Rarement nous accordions à notre famille des vacances. Ce jour-là, notre destination était la Caroline du Sud, une échappatoire bienvenue face à quel point la Philadelphie était devenue lassante. Mon grand frère et moi tentions de trouver sommeil, immergés dans les cris habituels de nos parents. A la longue, je m'y étais habituée, oubliant les raison de leurs disputes. Mais ce soir-là, même à présent, le souvenir persiste, je me souviens parfaitement pourquoi leurs voix s'élevaient si haut.

Ma mère, exténuée par un travail exigeant, s'investissait énormément à la maison.

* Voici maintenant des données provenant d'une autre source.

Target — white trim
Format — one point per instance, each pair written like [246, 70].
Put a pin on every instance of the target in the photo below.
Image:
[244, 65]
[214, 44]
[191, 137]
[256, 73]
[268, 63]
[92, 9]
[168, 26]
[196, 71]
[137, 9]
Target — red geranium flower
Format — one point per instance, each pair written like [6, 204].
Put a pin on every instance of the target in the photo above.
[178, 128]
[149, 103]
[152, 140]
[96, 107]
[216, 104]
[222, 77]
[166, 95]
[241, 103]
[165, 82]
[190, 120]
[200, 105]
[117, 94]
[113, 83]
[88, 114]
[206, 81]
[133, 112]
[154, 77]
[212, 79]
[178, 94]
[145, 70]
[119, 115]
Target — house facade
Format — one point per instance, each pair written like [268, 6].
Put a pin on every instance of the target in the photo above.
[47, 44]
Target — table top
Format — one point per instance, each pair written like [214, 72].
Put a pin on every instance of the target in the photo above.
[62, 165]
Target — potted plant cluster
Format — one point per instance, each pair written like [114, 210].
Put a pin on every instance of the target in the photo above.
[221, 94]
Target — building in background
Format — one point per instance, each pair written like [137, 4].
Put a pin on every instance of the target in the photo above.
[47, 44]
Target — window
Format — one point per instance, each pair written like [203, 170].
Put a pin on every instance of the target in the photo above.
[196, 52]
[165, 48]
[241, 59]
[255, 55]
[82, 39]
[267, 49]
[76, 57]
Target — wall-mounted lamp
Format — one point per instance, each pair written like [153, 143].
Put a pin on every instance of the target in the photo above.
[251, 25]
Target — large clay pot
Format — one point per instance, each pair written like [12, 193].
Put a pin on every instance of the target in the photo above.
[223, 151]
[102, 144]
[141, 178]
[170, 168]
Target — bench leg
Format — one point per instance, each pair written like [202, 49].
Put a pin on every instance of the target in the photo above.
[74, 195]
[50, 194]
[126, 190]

Mon père, quant à lui, s'enfermait dans son travail à domicile, ses mains toujours agrippées à ces mêmes documents, en pianotant son clavier d'ordinateur. Leur débordement professionnel provoquait des discordes, créant une faille dans leur communication. Si seulement cela s'était arrêté là, ce n'était qu'une fraction de leurs problèmes. Mais cette nuit-là...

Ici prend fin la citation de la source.